Несмотря на уговоры и шуточки, скрипач вырвался на проезжую часть площади. Он настолько плохо понимал, что делает, что посмотрел не в ту сторону, и его тут же сбила с ног карета. Я бросился к нему, и вокруг собралась уже другая толпа.
— Я разыщу врача, — предложил я, увидев, что по лбу его течет кровь — он ударился о край тротуара.
— Отпустите, чтоб вас черт забрал! — только и ответил он. Выражая подобным образом признательность другим людям, искренне желавшим помочь, скрипач стал пробиваться сквозь толпу. Пошатываясь, он снова прошел мимо меня, прижимая к себе скрипку так, словно она могла сохранить ему жизнь. Вскоре он растворился в суетливой толпе. Я не знал, что довело скрипача до такого состояния, но внезапно у меня возникла идея.
— Вам ведь нужен новый скрипач? — спросил я у задней двери театра.
— Прослушивание завтра в два тридцать, — проворчал пожилой мужчина внушительных пропорций, во рту у которого не хватало многих зубов — видимо, его работой было не позволять нежелательным посетителям пересекать порог.
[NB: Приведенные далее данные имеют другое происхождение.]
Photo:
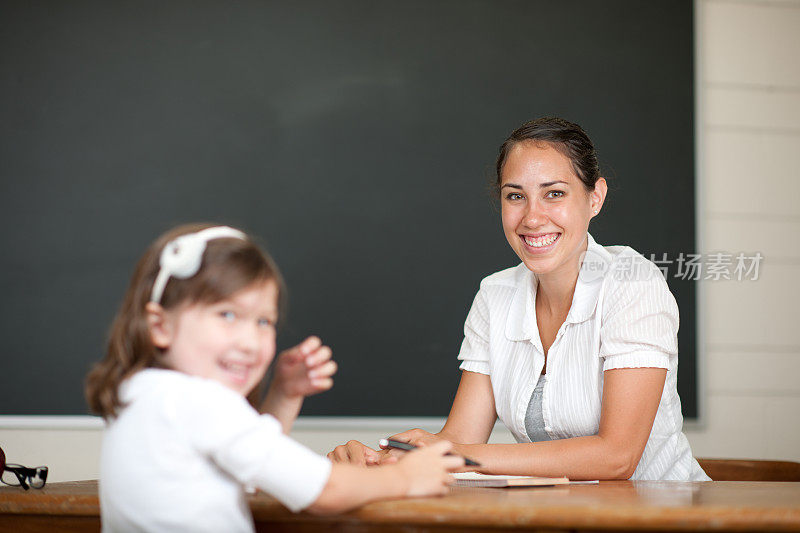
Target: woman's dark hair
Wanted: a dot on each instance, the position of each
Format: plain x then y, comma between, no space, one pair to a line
566,137
229,265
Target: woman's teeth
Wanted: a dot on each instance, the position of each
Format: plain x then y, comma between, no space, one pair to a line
539,242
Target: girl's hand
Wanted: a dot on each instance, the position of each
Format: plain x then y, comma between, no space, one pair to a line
305,369
426,470
357,453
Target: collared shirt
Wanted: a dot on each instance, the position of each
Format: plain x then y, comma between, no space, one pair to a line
178,456
622,316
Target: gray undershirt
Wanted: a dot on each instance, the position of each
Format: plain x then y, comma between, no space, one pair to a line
534,420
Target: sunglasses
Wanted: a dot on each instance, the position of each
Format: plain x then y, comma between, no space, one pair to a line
21,476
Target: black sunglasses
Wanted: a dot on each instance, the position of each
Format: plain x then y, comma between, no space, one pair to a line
21,476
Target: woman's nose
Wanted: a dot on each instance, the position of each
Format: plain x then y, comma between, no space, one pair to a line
534,216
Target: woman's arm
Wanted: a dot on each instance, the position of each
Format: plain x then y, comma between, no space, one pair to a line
473,414
630,402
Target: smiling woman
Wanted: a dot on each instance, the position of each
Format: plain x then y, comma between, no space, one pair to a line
575,349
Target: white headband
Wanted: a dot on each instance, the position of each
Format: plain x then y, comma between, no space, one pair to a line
181,258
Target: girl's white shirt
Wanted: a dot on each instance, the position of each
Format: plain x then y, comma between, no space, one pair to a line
622,316
181,452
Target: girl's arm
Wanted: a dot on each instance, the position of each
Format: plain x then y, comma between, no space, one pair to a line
630,402
419,473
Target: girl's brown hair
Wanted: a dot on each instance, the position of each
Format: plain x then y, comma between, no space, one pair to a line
229,265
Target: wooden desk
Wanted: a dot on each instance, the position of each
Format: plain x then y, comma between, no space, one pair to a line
613,505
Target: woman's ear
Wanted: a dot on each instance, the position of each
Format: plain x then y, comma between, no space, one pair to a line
159,324
598,195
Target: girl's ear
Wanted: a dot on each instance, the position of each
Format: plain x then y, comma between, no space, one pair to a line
598,195
159,324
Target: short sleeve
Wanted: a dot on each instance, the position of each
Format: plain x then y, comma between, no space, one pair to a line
639,327
474,352
253,449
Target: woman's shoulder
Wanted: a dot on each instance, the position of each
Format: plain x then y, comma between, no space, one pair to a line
630,276
508,278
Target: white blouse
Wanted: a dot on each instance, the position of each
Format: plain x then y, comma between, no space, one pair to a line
622,316
180,454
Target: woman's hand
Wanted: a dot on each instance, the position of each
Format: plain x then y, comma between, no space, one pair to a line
357,453
418,437
305,369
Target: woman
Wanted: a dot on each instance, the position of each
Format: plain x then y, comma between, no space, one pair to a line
575,349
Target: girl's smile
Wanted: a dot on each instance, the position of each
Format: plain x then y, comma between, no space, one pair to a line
231,341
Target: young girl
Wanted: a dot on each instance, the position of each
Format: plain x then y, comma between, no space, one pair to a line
192,339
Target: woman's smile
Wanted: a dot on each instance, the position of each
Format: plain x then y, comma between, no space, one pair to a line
540,243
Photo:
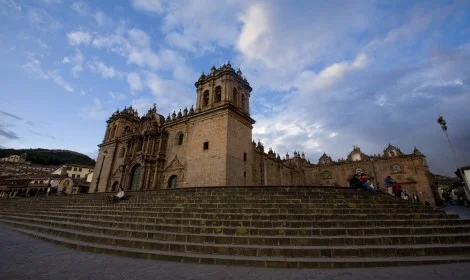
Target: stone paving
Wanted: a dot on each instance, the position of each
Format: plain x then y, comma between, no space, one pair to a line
22,257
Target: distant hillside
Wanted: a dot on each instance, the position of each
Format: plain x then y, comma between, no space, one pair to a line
50,157
445,180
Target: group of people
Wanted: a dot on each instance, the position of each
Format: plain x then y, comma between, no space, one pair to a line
361,181
121,195
394,188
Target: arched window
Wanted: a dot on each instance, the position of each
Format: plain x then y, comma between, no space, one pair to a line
205,98
134,183
235,96
396,168
113,131
179,138
140,143
173,182
115,186
218,94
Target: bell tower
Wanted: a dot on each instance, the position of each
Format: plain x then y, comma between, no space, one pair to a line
219,151
223,86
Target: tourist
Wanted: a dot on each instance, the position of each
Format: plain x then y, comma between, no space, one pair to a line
404,195
415,198
388,183
366,184
119,196
355,183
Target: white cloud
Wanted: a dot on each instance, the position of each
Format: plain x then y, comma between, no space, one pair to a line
8,5
51,2
309,81
79,37
254,39
81,8
117,96
34,66
153,6
135,82
142,105
76,61
103,19
41,19
135,45
169,93
106,72
95,111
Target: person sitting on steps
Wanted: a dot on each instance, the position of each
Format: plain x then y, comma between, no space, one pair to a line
119,196
355,183
388,183
366,184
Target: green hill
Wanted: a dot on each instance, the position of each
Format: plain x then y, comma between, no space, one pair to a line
50,157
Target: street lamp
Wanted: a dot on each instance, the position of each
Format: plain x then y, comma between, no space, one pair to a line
101,169
442,122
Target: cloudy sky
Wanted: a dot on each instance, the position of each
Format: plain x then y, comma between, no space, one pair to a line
326,75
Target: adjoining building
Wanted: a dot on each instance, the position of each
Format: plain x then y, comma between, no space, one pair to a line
15,158
211,145
75,171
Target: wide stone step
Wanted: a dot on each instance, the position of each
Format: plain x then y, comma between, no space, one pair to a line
157,209
255,250
154,215
235,213
325,228
265,199
350,236
141,224
254,227
274,262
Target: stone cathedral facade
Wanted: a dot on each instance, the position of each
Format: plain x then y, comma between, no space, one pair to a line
211,145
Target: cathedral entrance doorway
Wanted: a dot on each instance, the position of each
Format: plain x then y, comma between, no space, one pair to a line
135,178
115,186
172,182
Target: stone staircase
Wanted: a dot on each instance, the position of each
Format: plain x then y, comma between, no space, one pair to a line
294,227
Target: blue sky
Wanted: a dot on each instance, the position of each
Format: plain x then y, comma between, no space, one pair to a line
326,75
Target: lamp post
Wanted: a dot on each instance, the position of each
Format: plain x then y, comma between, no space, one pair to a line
442,122
101,169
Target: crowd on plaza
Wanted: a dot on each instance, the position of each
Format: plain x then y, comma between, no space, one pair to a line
361,181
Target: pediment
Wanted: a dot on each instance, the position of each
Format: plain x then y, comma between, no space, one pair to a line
175,164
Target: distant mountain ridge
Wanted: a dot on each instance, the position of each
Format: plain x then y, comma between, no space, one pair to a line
50,157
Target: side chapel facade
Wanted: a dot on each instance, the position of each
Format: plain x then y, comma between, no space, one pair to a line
211,145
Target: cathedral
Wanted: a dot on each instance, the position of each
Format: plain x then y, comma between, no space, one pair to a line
211,145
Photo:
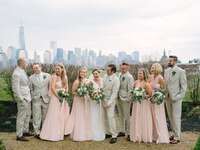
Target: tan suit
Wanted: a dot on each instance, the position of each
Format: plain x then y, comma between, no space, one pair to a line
123,103
21,90
110,87
39,85
176,84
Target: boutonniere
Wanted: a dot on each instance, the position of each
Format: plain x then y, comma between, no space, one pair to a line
173,73
44,77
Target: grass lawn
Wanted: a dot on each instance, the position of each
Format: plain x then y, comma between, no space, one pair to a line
188,143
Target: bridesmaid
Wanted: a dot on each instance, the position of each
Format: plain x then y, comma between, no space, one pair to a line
54,123
81,130
141,119
97,119
160,131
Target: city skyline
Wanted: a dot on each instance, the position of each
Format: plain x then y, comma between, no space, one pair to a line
110,27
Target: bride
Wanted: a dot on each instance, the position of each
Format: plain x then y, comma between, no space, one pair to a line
97,122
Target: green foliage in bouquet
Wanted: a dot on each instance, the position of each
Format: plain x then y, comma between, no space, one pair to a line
158,97
137,94
197,146
65,96
82,90
2,146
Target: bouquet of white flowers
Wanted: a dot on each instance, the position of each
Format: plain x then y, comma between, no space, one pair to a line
64,95
158,97
137,94
82,90
97,95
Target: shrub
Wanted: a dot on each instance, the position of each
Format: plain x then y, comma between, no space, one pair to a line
2,146
195,113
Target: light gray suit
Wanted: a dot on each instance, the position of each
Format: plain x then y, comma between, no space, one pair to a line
21,90
176,84
110,87
39,85
123,103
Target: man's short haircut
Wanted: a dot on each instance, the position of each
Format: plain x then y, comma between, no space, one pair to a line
125,64
113,68
19,61
174,57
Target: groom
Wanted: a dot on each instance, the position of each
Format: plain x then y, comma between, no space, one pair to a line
39,85
111,85
176,84
123,103
21,90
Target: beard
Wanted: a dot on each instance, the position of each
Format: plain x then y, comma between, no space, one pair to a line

— Но почему этот человек?..
— Почему? Да кто может знать, что и почему здесь происходит? — выкрикнул он. — Вы по-французски понимаете? Завтра в два тридцать!
— В два тридцать.
Стараясь сохранять спокойствие, я вернулся в свою квартирку, перетянул на скрипке струны и заново настроил ее.
На следующий день я тренировался все утро и полдня, пока настойчивый стук в стену гостиной не дал мне понять, что если я не перестану, будет хуже. Я репетировал скерцо из «Сна в летнюю ночь», а также «Медитацию» из «Таис», рассудив, что эти два произведения дадут любому слушателю ясное представление о моих способностях.
Итак, неожиданно для себя самого я решил проблему заработка на жизнь. Мне даже казалось странным, что это озарение не посетило меня раньше. Но теперь, решившись, я был полностью поглощен желанием получить место в оркестре Парижской оперы, чтобы музыка, так сказать, стала моим хлебом. Я вовсе не рассчитывал работать таким образом всю жизнь, но в тогдашнем моем настроение эта причуда стала верхом моих стремлений.